According to the chargesheet, Ghandy had visited Belgium, Peru, Germany, Brussels, Netherlands and Iran, and forged alliances with the respective communist parties of the region.

He carried out his operations under 12 fake names, including 12 fake aliases like Kamal, Kishore, Katif, Arvind, Akbar, Prashant, Dilip, Suman, Gupta, Saleem and Narsi.

The 700-page chargesheet — filed in the court of Chief Metropolitan Magistrate Kaveri Baweja —alleged he was the head of international department of Communist Party India (Maoist) and worked to generate revenue form Maoist organisations across the world.

Ghandy has been charged under the Unlawful Activities (Prevention) Act for working for a banned organisation and certain provisions of the Indian Penal Code for cheating, forgery and impersonation.
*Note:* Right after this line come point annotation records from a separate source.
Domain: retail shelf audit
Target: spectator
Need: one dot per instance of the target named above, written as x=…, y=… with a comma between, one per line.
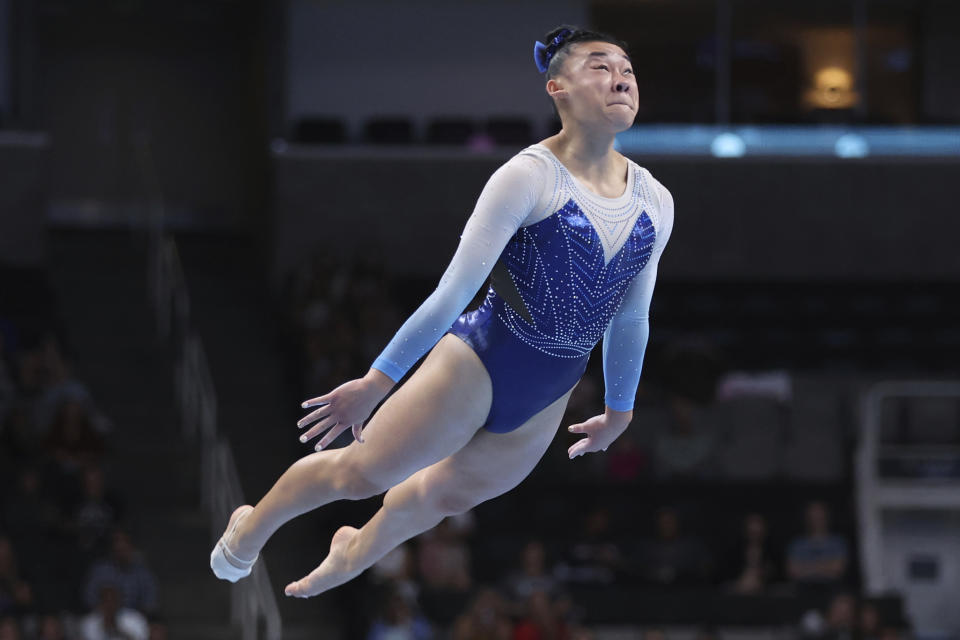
x=445, y=557
x=399, y=621
x=841, y=617
x=111, y=621
x=540, y=621
x=60, y=386
x=127, y=572
x=72, y=441
x=485, y=619
x=16, y=596
x=29, y=516
x=96, y=512
x=9, y=628
x=869, y=621
x=672, y=558
x=50, y=627
x=532, y=576
x=158, y=629
x=594, y=557
x=753, y=563
x=818, y=558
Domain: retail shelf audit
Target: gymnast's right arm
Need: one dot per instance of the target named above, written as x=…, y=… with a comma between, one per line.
x=505, y=202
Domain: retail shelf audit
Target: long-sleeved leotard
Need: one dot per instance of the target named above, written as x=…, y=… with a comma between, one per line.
x=567, y=267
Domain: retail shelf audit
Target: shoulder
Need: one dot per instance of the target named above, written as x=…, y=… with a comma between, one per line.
x=659, y=199
x=658, y=193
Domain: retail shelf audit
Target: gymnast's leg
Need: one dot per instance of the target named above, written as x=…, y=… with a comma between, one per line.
x=491, y=464
x=436, y=412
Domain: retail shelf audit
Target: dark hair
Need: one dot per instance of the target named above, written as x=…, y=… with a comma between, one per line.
x=576, y=35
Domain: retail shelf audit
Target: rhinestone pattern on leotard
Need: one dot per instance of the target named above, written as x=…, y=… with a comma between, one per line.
x=573, y=267
x=569, y=289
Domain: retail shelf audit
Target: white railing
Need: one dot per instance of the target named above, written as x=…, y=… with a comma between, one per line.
x=876, y=494
x=251, y=600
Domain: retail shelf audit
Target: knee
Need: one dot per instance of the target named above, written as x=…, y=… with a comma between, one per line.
x=452, y=503
x=456, y=498
x=355, y=481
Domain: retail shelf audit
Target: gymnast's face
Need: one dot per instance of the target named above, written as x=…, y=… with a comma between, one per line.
x=595, y=87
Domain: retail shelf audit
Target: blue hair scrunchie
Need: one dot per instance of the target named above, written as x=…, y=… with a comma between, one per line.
x=542, y=53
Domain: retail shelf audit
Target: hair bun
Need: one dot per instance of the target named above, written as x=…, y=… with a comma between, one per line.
x=542, y=53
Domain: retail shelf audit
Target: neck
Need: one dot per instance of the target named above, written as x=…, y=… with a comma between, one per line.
x=583, y=149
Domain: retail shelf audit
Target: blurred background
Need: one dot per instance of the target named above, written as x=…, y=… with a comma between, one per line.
x=211, y=210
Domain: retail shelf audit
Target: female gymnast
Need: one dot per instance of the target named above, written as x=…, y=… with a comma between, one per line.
x=569, y=232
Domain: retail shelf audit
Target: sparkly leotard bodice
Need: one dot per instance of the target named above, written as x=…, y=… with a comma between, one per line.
x=567, y=267
x=567, y=290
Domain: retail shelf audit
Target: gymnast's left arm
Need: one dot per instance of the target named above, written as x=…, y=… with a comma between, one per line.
x=624, y=346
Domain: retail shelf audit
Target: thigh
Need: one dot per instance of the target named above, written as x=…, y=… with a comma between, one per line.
x=433, y=414
x=492, y=463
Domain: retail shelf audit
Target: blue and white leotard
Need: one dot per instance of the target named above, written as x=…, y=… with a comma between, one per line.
x=567, y=268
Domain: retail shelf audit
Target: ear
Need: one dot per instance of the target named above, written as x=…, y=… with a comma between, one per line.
x=555, y=89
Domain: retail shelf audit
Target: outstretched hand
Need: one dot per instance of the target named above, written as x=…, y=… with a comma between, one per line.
x=348, y=406
x=601, y=431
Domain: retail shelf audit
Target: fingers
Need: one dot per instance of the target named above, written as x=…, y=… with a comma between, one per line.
x=322, y=412
x=577, y=428
x=318, y=428
x=315, y=402
x=335, y=431
x=580, y=447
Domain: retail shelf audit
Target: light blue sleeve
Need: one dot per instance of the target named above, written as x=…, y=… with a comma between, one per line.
x=625, y=339
x=509, y=196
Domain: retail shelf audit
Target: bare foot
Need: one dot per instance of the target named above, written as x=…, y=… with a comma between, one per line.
x=332, y=572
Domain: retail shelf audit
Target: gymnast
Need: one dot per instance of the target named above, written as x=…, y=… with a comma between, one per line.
x=569, y=232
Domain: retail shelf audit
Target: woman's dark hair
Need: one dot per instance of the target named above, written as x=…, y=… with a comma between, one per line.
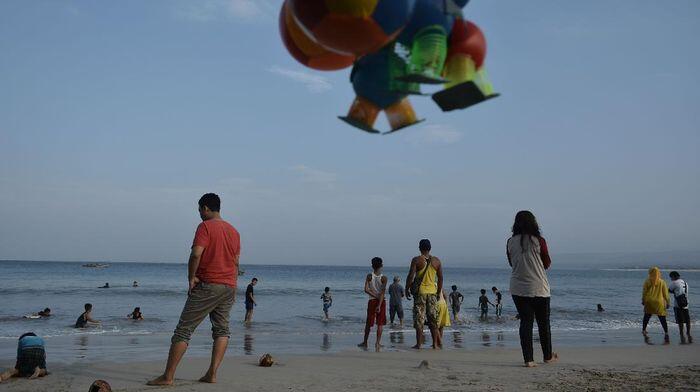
x=27, y=334
x=525, y=225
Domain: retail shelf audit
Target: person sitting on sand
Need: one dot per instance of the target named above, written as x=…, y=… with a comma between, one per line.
x=656, y=300
x=443, y=315
x=136, y=315
x=250, y=303
x=499, y=301
x=213, y=276
x=424, y=282
x=456, y=299
x=85, y=318
x=396, y=294
x=484, y=303
x=31, y=358
x=327, y=302
x=529, y=260
x=375, y=287
x=679, y=288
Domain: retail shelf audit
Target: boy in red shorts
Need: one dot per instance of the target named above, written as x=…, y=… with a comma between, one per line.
x=375, y=287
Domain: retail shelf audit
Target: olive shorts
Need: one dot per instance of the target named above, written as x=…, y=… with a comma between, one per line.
x=214, y=300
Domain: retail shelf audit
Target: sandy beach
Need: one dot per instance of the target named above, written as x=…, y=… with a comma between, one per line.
x=648, y=368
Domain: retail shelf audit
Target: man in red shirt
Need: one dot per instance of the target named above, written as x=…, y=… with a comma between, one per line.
x=212, y=275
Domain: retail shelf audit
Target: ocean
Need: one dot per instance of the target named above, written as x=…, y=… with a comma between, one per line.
x=288, y=318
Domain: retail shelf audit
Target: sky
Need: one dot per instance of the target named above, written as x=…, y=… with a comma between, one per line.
x=115, y=117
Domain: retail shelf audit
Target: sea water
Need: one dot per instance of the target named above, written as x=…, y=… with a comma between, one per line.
x=288, y=317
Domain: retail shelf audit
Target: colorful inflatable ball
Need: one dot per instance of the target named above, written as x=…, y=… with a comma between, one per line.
x=355, y=27
x=304, y=49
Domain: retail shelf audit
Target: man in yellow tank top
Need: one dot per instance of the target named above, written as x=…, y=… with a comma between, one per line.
x=424, y=282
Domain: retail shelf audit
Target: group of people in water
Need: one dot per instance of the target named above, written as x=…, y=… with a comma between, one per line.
x=213, y=272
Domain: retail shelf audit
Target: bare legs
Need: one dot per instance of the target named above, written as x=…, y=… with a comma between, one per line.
x=217, y=356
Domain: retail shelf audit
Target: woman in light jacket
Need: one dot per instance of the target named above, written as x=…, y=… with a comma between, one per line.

The court will consider it on March 4.

The Delhi Police claimed to have recovered an open letter from the Italian Maoist offering multi dimensional support for all kinds of Maoist activities in the Indian sub-continent.

Ghandy had attended the 9th congress committee of Maoist at an undisclosed location in 2008.

Subsequently in 2008, he became head of South Western Regional Bureau (SWRB).

Ghandy visited Nepal in 2006 to attend an international conference of Maoists in Kathmandu. After the meet, he was elected head of the newly formed international department. He met Prachanda and other leaders of People's Liberation Army.

Association with top Maoists The chargesheet claimed Ghandy named 30 top members of Communist Party of India (CPI) (Maoist) during his interrogation and he was in direct touch with G.N. Sai Baba, who is in control of tactical counter offensive campaign of Maoists.

The police claimed Maoists wanted to trade inspector Francis Induwar of Jharkhand in exchange of Ghandy but they beheaded him as the government declined their demand.

The literature contained in pen-drives, DVDs and computers folders recovered from him indicated that the Sub-Committee on Mass Organisation formed by Maoists have been sub-divided in three groups: Group A, Group B and Group C separately having its hierarchy.

The main aim of this committee was formulate a strategy to kill political leaders, including West Bengal Chief Minister Buddhadeb Bhattacharyya and other top leaders of West Bengal, and police officials posted in areas dominated by Maoists.